= Cinema Europe: The Other Hollywood =

Documentary film series

Cinema Europe: The Other Hollywood (1995) is a documentary film series produced by David Gill and silent film historian Kevin Brownlow. It is a follow-up to their 1980 documentary film series, Hollywood.

==Overview==
The six-part mini-series focuses on the origin of European cinema, from its infancy as a novelty created by French inventors Auguste and Louis Lumière to its flourishing as the pinnacle of film-making in the silent era and as a serious commercial contender against America (that is, until the surge of the Nazis). The important series contains much rare footage and offers an even-handed analysis of the specific strengths and weaknesses of the various national film industries during this first flourishing of film as art.

The documentary is narrated by filmmaker and actor Kenneth Branagh. Original music in the film was composed by Carl Davis, Philip Appleby & Nic Raine.
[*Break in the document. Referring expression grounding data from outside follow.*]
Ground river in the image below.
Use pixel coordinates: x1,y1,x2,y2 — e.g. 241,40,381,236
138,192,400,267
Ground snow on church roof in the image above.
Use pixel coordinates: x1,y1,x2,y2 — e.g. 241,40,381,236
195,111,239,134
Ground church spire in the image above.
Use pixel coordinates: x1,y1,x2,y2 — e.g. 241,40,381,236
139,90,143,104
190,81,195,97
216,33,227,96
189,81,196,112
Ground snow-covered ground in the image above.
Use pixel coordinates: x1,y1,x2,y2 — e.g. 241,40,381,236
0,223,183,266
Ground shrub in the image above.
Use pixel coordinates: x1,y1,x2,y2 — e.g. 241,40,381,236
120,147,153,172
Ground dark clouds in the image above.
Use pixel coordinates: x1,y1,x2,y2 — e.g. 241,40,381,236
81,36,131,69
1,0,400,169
The series originally aired on the BBC in 1995, and on Turner Classic Movies in the US in 1996. In 2000, Image Entertainment released the whole series on a 2-disc DVD (3 episodes on each disc) totaling 348 minutes.

The documentary was shown from time to time on public television stations, usually at late night slots, due to its length and occasional sexual frankness.

== Episodes ==
The documentary is divided into the following episodes (with original BBC airdates):

- "Where It All Began" (Introductory Episode)
October 1, 1995
Highlighting the world's first public presentation of films in Paris, the silent film industries in Denmark and Italy, the comedies by Max Linder and Ernst Lubitsch, Abel Gance's J'accuse and the onset of World War I.

- "Art's Promised Land" (Sweden)
October 8, 1995
Including Ingeborg Holm, Terje Vigen and The Phantom Carriage by Victor Sjöström and Greta Garbo's star-making performance opposite Lars Hanson in Mauritz Stiller's Gosta Berling's Saga. Directed by Michael Winterbottom.

- "The Unchained Camera" (Germany)
October 15, 1995
Featuring The Cabinet of Dr. Caligari, Battleship Potemkin by Sergei Eisenstein, Metropolis, Die Nibelungen by Fritz Lang, Joyless Street starring Greta Garbo, F. W. Murnau's Nosferatu, Emil Jannings, The White Hell of Pitz Palu featuring Leni Riefenstahl and Louise Brooks becomes a star in G. W. Pabst's Pandora's Box and Diary of a Lost Girl.

- "The Music of Light" (France)
October 22, 1995
Highlighting Abel Gance's masterpieces, Napoleon and La Roue.

- "Opportunity Lost" (Britain)
October 29, 1995
Exploring the early career of Alfred Hitchcock.

- "End of an Era" (Finale)
November 5, 1995
Focusing on the arrival of sound films, The Jazz Singer, The Blue Angel, and the onslaught of World War II.